17/06/2017
This little darling is Prunella vulgaris. She also goes by the names all-heal, heal all, self-heal, wound-wort, and Heart-of-the-Earth.
This one has grown beside the garden path, but she's happiest in short pasture. One of my favourite prunella patches is on a high windy hill in the Westcountry, where the sward is kept short and sweet by the sheep who turn their backs to the wind as they graze their way across the pasture.
She's an opportunist, hitching a ride and travelling about any which way. This is a descendent of a plant that came home with me as a stowaway in a pot of some other less vigorous plant I bought in a Somerset garden centre. That one plant seeded around the whole garden, and when I left that house and came here, so did Prunella. She's now flinging herself all over the new garden, much to my delight.
The flowers are usually a dark rich purple, but this family seems to be becoming lighter in colour with each generation.
This herb is especially good at closing holes in the skin. There are other herbs that are better at stitching and darning open wounds and knitting the tissue together, but Prunella has a special ability to close open holes like puncture wounds, ulcers, herpes sores, cold sores, wounds made by splinters and thorns or fish-hooks... If the wound goes up-and-downwards through the skin, Prunella is the herb to use.
It has astringent, antiinflammatory and antiviral properties so it will pucker and tighten the wound, allowing the edges to close.
A simple puncture wound is less susceptible to microbial invasion that more complicated wounds, and prunella is not an especially antimicrobial herb, so if the wound needs to be protected from microbial infection, add something else to work alongside it. But for simple puncture wounds, prunella is sufficient.
And now think of the piercing pain of a broken heart, the sharp fearsome anguish of sudden bereavement, the way shock feels as if everything is running out of you from a single hole suddenly opened up in your deep self. Prunella is the herb to give for this kind of inner pain. It helps us to stop up that hole, so that mending and healing can begin. It's not an anxiolytic, it's not a soothing nervine. She very simply and plainly helps us to stop ourself running out of the hole that was punched into us by sudden trauma.

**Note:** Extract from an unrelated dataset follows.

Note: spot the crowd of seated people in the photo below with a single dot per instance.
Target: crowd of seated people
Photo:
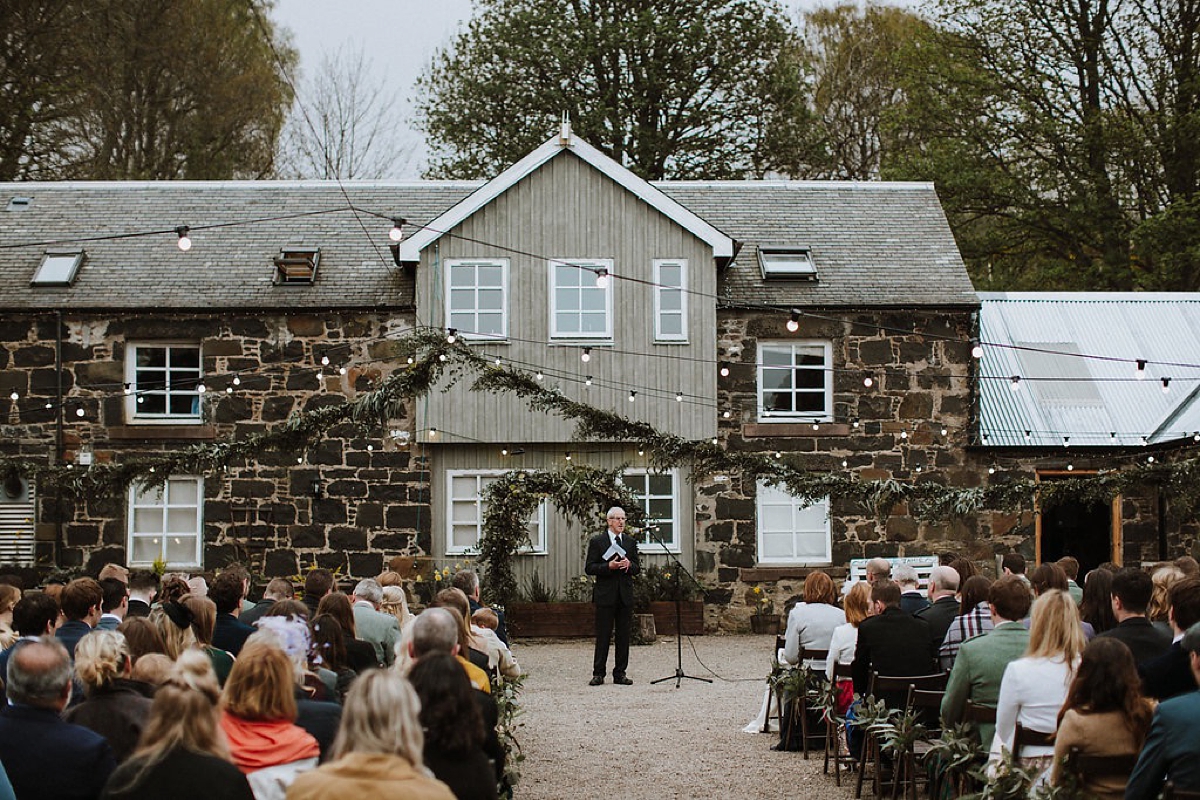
(1105, 665)
(129, 686)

Earlier in the week I posted about Tilia, and how it can help soothe and settle the shattered nerves. I'm thinking of herbs that can help in the wake of tragedy, like the Grenfell Tower disaster. I was born and raised in West London. The Westway was part of my old stomping ground. I still have family and friends who live out that way. Prunella would be a good herb to be giving by the bucket load for people trying to come to terms with what's happened, those who are working to close the terrible puncture wound that has left the entire community wounded. Deeper healing of the more long term problems cannot happen if this puncture is not closed.
I call on the Spirit of Prunella to bring balm and calm to those directly affected by this terrible fire, and to the wider community of London. So may it be.